USD/CHF - CHF holds firm and chances of a fresh prop rise amid reports Switzerland is close to securing a 15% tariff on exports to the US vs the the current outsize 39% levy. That would be positive for the growth outlook even as real Eurozone expansion stays elusive (to lean anew on EUR/CHF?). The SNB is concerned over Franc strength and FX intervention in Q2 was Chf 5bln, a highest since 2022. However, we think continued heavy official CHF sales and negative rates are unlikely now and so options look limited for Zurich, particularly as US-Swiss trade relations finally look back on track.
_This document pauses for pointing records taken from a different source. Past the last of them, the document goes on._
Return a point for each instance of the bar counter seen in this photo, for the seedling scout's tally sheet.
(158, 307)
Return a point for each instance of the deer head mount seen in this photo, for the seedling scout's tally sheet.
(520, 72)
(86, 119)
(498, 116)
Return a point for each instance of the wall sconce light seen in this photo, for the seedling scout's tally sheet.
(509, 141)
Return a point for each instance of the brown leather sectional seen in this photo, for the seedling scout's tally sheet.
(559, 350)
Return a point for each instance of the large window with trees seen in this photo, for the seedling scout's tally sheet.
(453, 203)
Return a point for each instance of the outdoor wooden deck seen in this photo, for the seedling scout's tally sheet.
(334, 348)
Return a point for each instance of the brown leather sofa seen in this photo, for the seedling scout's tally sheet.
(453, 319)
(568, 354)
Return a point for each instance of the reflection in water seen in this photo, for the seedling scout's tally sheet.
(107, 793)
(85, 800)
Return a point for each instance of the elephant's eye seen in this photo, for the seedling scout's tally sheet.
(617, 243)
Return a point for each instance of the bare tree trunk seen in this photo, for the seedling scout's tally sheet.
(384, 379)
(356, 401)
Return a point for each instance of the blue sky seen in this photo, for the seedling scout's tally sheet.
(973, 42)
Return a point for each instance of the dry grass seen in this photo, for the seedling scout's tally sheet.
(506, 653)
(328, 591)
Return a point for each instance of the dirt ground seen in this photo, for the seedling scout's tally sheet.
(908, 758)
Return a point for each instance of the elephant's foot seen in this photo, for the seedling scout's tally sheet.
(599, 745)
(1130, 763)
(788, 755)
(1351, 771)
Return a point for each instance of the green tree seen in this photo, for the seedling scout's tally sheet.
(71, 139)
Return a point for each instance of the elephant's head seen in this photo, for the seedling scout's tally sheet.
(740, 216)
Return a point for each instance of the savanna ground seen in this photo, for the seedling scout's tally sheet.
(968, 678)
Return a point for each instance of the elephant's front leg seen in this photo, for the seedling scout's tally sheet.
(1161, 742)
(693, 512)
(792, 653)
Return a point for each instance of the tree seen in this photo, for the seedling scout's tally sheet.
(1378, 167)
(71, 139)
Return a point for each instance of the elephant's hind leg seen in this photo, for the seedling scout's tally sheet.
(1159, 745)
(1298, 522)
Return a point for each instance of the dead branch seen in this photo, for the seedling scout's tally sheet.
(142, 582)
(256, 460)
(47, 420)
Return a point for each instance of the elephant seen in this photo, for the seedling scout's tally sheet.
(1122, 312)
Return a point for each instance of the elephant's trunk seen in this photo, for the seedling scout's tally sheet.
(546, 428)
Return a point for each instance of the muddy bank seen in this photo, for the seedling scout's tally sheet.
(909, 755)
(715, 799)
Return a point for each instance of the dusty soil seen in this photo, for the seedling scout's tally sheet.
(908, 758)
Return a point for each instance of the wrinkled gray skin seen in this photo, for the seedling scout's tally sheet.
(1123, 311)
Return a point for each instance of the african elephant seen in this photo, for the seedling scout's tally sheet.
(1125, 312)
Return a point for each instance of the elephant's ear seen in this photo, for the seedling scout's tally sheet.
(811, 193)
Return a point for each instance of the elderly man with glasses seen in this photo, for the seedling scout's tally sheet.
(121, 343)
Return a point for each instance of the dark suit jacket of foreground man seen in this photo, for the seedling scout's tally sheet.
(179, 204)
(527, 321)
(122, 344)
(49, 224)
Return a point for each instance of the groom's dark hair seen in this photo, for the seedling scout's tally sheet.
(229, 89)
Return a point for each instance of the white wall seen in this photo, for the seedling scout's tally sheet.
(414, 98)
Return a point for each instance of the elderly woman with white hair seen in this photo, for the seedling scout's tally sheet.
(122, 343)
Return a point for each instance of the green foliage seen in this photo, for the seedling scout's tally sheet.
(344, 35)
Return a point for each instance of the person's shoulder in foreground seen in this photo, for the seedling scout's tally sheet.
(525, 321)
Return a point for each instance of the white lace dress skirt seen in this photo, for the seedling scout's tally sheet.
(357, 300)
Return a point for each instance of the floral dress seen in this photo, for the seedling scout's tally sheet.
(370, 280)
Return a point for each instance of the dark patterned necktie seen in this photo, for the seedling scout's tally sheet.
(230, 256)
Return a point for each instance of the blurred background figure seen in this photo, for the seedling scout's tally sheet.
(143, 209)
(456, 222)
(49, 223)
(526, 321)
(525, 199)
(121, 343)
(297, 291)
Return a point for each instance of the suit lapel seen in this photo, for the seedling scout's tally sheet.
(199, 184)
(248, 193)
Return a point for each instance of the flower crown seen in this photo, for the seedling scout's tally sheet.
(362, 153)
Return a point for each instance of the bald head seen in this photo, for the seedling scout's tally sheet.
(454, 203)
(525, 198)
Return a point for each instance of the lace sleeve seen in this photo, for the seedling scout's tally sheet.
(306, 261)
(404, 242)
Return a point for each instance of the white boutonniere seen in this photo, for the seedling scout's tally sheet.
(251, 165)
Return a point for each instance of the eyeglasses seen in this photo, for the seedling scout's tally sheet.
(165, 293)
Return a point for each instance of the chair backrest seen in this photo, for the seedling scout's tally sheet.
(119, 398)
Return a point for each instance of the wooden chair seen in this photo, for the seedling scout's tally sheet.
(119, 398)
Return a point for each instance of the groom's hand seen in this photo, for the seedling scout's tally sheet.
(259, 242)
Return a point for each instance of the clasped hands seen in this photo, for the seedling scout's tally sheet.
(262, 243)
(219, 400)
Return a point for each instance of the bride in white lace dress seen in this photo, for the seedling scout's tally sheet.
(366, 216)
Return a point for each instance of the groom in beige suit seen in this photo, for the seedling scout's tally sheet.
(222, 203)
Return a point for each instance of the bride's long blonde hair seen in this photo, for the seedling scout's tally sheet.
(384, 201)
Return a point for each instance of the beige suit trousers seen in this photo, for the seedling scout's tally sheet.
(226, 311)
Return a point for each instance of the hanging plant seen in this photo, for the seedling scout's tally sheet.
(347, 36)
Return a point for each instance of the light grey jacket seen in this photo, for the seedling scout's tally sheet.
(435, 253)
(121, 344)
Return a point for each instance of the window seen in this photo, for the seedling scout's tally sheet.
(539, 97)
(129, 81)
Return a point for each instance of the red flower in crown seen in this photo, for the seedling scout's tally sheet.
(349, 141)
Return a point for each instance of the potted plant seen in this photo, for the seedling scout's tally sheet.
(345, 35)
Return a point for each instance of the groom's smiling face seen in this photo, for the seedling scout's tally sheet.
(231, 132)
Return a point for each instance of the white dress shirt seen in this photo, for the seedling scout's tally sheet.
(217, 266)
- Estimates unchanged though few signs of that topside advance our longer-term forecasts are anticipating.
USD/CAD - Tentatively tops out recently at 1.4140 for now, as the Loonie has been boosted by October's huge beat in Canada employment (6.9%, 66.6k). And, after cutting rates by -25BPs to 2.25% in October (on continued economic weakness, inflation expected to stay near 2%) the BOC stated policy is 'about the right level' and look done for several months. The economy stays soft though and another -50BPs of easing cannot be ruled out in 2026. CAD to stay an underperformer, as Canada continues to be punished by Trump on tariffs - at 35% on most Canada goods.
- Estimates fairly neutral near-term, cautious on chances of a big, sustained break above 1.4000, but casting doubts on optimistic Loonie view further out.